PDP-11 stores its bytes little-endian but its halfwords big-endian.
Of course, we're now way off the rails as far as C standards
are concerned.
>#include <assert.h>
>
>
>typedef char static_assert
>[
> sizeof(unsigned int) == sizeof(unsigned long int) ? 1 : -1
>];
>
>
>union foo
>{
> unsigned int a;
> unsigned long int b;
>};
>
>
>int main(void)
>{
> union foo f = { 0 };
>
> ++f.a;
>
> assert(f.b == 1);
>
> return 0;
>}
Edward A. Falk
James Dow Allen <jdall...@yahoo.com> wrote:
>> .
>> I could see it now... I write code like that, and the FIRST time it runs
>> happens to be on a hardcore weirdo platform and the damn thing launches
>> missiles or something.
>
>I don't think you need be worried about this.
>The highly secure U.S. missile launching systems
>run Microsoft Vista on Intel boxes.
Haven't you been reading the news? It's all PS3s now.
James Tursa
wrote:
>For IEEE floats, in most cases, you'll just be
>incrementing the mantissa.
>What happens when it overflows into the exponent?
Actually the IEEE format is very well designed in this respect for
finite numbers ... when you overflow into the exponent you get the
desired result, the next floating point value in the model (exponent
gets bumped up by one and the mantissa bits all get reset to zero). It
makes rounding up easy to implement at the bit level. And if you were
at the max finite number, it nicely overflows into the bit
representation for infinity (all exponent bits set and mantissa all
zero bits).
James Tursa
Richard Bos
I think that your last paragraph is sufficient reason for concluding
that union-punning is indeed officially undefined behaviour in the
general case (even though it does work in the more usual cases).
Richard
Kaz Kylheku
I believe that union punning requires implementations only to defeat
their caching optimizations which depend on strict aliasing assumptions.

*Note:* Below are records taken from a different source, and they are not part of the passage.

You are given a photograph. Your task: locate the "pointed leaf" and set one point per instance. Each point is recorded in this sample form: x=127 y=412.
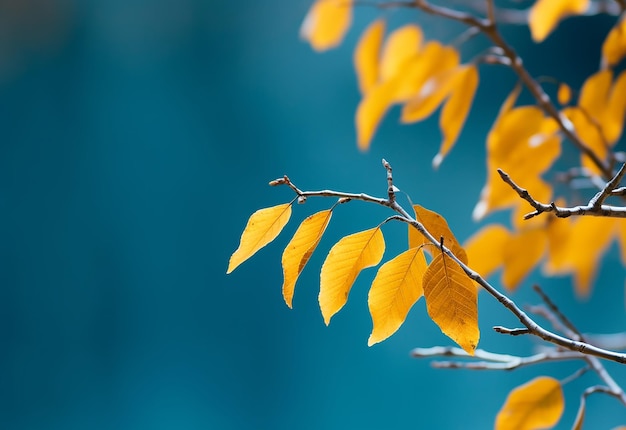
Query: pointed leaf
x=402 y=44
x=537 y=404
x=564 y=94
x=434 y=91
x=545 y=15
x=451 y=301
x=371 y=110
x=614 y=46
x=343 y=264
x=366 y=55
x=438 y=227
x=396 y=288
x=522 y=252
x=485 y=249
x=263 y=226
x=613 y=123
x=300 y=249
x=580 y=415
x=326 y=23
x=433 y=59
x=456 y=109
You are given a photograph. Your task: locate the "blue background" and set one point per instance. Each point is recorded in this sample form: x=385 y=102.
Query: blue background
x=136 y=139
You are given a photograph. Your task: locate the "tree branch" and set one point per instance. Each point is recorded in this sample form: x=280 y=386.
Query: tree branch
x=593 y=208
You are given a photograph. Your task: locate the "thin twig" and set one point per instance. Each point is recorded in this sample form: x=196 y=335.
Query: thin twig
x=533 y=328
x=593 y=208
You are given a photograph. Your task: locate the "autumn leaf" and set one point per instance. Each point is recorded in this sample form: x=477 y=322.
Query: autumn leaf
x=564 y=94
x=456 y=109
x=614 y=46
x=537 y=404
x=343 y=264
x=588 y=240
x=300 y=249
x=613 y=121
x=401 y=45
x=523 y=143
x=485 y=248
x=451 y=301
x=437 y=226
x=366 y=55
x=263 y=226
x=396 y=288
x=580 y=415
x=545 y=15
x=326 y=23
x=517 y=263
x=371 y=110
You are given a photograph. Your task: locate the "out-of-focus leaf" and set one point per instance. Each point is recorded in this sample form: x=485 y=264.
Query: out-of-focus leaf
x=580 y=415
x=456 y=109
x=538 y=404
x=326 y=23
x=434 y=91
x=485 y=249
x=564 y=94
x=590 y=132
x=434 y=58
x=614 y=46
x=371 y=110
x=588 y=240
x=438 y=227
x=263 y=226
x=366 y=55
x=401 y=45
x=546 y=14
x=524 y=144
x=396 y=288
x=300 y=249
x=343 y=264
x=615 y=114
x=452 y=301
x=521 y=253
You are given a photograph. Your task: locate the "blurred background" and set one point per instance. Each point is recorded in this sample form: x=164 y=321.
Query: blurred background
x=136 y=138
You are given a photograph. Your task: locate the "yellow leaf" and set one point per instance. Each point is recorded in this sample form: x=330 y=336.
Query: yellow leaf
x=524 y=144
x=451 y=301
x=588 y=239
x=485 y=249
x=438 y=227
x=456 y=109
x=537 y=404
x=263 y=226
x=614 y=46
x=366 y=55
x=371 y=110
x=521 y=253
x=326 y=23
x=613 y=122
x=402 y=44
x=564 y=94
x=396 y=288
x=589 y=131
x=545 y=15
x=595 y=93
x=343 y=264
x=580 y=415
x=300 y=248
x=434 y=58
x=434 y=91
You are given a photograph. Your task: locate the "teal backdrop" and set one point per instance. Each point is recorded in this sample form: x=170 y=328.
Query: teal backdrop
x=136 y=137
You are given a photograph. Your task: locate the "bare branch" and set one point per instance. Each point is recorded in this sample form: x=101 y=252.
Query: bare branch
x=531 y=326
x=593 y=208
x=490 y=360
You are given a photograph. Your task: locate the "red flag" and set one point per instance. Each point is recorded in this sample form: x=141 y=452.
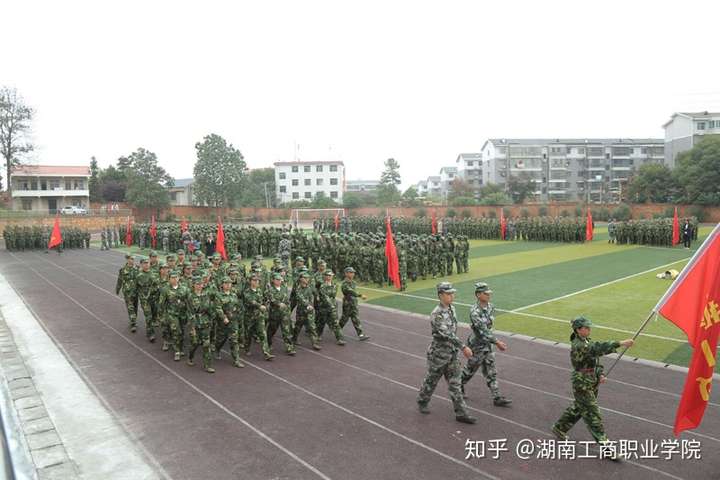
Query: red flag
x=588 y=227
x=693 y=304
x=153 y=232
x=391 y=255
x=676 y=229
x=220 y=241
x=503 y=224
x=128 y=233
x=55 y=236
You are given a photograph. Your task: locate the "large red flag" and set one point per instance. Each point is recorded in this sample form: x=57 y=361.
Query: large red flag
x=220 y=241
x=55 y=236
x=153 y=232
x=503 y=224
x=676 y=229
x=693 y=304
x=391 y=255
x=128 y=233
x=588 y=227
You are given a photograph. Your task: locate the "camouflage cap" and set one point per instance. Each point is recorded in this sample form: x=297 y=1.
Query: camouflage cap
x=580 y=322
x=445 y=287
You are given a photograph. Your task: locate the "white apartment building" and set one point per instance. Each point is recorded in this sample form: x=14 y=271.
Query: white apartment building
x=684 y=130
x=49 y=188
x=570 y=169
x=303 y=180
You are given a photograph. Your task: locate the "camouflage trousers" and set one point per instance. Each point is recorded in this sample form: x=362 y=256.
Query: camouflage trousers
x=234 y=332
x=200 y=336
x=350 y=312
x=256 y=329
x=329 y=318
x=485 y=361
x=586 y=407
x=280 y=319
x=443 y=362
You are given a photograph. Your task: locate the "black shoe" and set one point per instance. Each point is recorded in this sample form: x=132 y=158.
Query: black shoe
x=466 y=419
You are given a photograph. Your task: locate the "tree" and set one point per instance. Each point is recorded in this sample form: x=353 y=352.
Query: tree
x=147 y=181
x=654 y=182
x=94 y=182
x=388 y=192
x=15 y=118
x=698 y=172
x=219 y=172
x=256 y=184
x=520 y=187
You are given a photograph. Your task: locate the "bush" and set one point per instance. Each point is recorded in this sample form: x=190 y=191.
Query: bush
x=696 y=211
x=622 y=212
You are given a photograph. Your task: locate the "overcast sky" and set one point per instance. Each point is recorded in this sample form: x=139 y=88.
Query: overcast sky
x=356 y=81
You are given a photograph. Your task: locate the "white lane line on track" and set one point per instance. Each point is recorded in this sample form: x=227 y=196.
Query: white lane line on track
x=544 y=364
x=277 y=377
x=178 y=376
x=485 y=412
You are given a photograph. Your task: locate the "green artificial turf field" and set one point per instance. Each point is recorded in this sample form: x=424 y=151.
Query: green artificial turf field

That is to say, access to a union using a member which was not used for
the most recent store should not fetch stale data.
Whereas straight type punning with pointers is susceptible to this stale
cache problem, in addition to all of the potential representational
issues.
The behavior of union access can be inferred for a given implementation,
if you know the details of the representation of types on a given
implementation. If, according to the representations, the bits all make
sense, then it has to work.
David Thompson
A. Falk) wrote:
> In article <6ekQm.34188$kY2....@newsfe01.iad>,
> Chris M. Thomasson <n...@spam.invalid> wrote:
> >
> >I am wondering if you could tell me about a platform in which the following
> >would compile, but fail at the assertion:
>
> A PDP-11, perhaps. Depends on what size the compiler uses for int
> and whether or not chars are unsigned. If chars are signed and
> ints are 16 bits, then static_assert would pass but assert() would
> fail.
>
Signedness of char doesn't matter; his dummy array was never accessed.
For I16 (the traditional and IMO best choice for -11) the static
assert will fail; for I32L32 it will compile and run okay, since there
is only one reasonable (hardware-supported) 32-bit integer.